Корреспондент «Нашей Нивы» встретилась с белорусским интеллектуалом Павлом Барковским — тем самым, который стал одним из моторов забастовок в БГУ и в конце концов уволился с факультета философии и социальных наук. Он размышляет о штампах насчет «белорусского протеста», отношении людей к стабильности, цугцванге для власти, престиже белорусов в Европе и том, как оценивать последние события по-философски.
— Не привязываясь к вашему увольнению, как думаете: сегодня полезнее бороться за свободу внутри «системы» или в знак несогласия уходить из нее?
— Тактика работать на медленную смену режима могла иметь место десять или двадцать лет назад, но сегодня требуются более решительные действия, чем стремление пересидеть, прикрываясь оправданием, мол, ты делаешь что-то полезное. Тем более работать в государственной институции сейчас — вызов для человека. Тем, кто ради этого ломает себя психологически, намного труднее. Я сделал свой выбор и он стал для меня облегчением. В конце концов, как преподаватель я должен воспитывать студентов в том числе поступками, иначе мои слова о законе, справедливости и мужестве ничего для них не будут значить.
— Вы говорили о некотором разочаровании в студентах и коллегах. Распространяется ли на вас общее потрясение от того, как изменилось наше общество за последние месяцы?

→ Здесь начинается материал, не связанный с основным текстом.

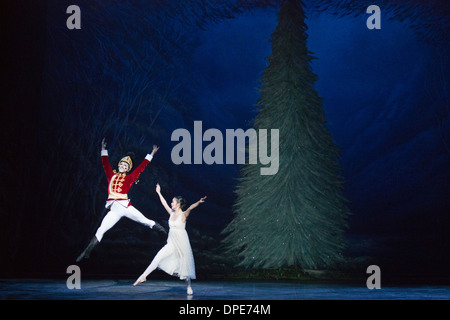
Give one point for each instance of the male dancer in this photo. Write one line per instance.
(118, 203)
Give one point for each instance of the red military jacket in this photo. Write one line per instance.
(119, 184)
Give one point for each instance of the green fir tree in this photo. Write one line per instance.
(298, 216)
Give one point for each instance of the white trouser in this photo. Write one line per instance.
(120, 209)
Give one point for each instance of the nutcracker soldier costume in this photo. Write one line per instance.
(118, 203)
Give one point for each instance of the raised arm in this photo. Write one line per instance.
(163, 201)
(193, 206)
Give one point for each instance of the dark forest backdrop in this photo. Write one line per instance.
(137, 70)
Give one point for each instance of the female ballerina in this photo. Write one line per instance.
(176, 257)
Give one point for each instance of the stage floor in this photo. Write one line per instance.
(41, 289)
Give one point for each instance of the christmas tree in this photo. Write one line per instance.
(296, 217)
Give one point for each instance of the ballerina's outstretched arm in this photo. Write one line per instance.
(193, 206)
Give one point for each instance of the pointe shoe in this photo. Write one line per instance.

— Мы видим, что люди, может, не всегда готовы к открытой солидарности на рабочих местах, где их долгое время разобщали и где они находились под идеологическим прессингом. Но те же люди иначе ведут себя в горизонтальных структурах — в тех же дворовых сообществах. Общество действительно изменилось, и то, что даже в деморализованной пассивной системе есть те, кто во всеуслышание выражает личную позицию, свидетельствует, что система «трещит». Конечно, я разочарован, что нашу деятельность поддержало не большинство студентов и коллег, но понимаю, что у нас было мало времени на подготовку и не все готовы быть отчисленными или расстаться с работой из-за моральных принципов. Но меня восхищает, что протестная деятельность в университете продолжается.

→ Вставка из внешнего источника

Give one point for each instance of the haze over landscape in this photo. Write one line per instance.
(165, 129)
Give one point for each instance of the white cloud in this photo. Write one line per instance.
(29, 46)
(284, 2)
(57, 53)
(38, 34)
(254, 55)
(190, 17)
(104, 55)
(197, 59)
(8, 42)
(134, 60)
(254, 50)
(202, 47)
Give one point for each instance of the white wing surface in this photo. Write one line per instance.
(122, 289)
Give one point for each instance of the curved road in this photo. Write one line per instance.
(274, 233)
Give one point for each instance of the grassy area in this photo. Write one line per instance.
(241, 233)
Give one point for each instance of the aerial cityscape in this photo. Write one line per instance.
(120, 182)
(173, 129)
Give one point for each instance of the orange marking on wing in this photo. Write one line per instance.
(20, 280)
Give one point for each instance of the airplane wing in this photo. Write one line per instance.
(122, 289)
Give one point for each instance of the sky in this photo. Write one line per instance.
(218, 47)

— Смотреть на последние события в Беларуси по-философски — что это значит?
— Значит анализировать их не с точки зрения конъюнктуры, а более сущностно — рассматривать изменения в природе людей либо структурный характер протеста, и в итоге понимать, например, что события в Беларуси и Кыргызстане — явления противоположные. Многие коллеги уже начинают рефлексировать на все эти темы. Скажем, сегодня последовательно воплощаются идеи Ольги Шпараги из книги «Сообщество-после-Холокоста».
— Литераторы ищут параллели в литературе, историки — в истории и так далее. У вас как философа какие параллели прежде всего возникли?
— Конечно, вспоминаются Камю с его «бунтующим человеком», работы Алена Бадью и Касториадиса о переформатировании социальной жизни, тот же Сартр. Сравнение с маем 1968 года в Париже — вообще величайший соблазн. Но всё это дает лишь частичные ответы на стоящие перед нами вопросы, поскольку белорусские события уникальны, а все схожие моменты носят внешний характер. Философы уже достаточно сказали о человеке и обществе, чтобы мы не сводили всё к плоским штампам и комиксам про кукловодов.
— Какой штамп о белорусском протесте вам больше всего кажется неуместным?
— Недавно известный словенско-американский мыслитель Славой Жижек дал комментарий газете The Independent, где сказал о догоняющем характере белорусских митингов. Мол, это попытка присоединиться к западной демократии в то время, когда и демократия, и либерализм переживают кризис. На мой взгляд, самые вредные стереотипы — это те, что, мол, в Беларуси отрабатывается какая-то геополитическая сцепочка, основанная на колебаниях между Западом и Востоком. Все-таки белорусы хотят идти по собственному пути развития и ищут его не на Западе или Востоке, как внушал нам Игнат Абдиралович, а здесь и сейчас.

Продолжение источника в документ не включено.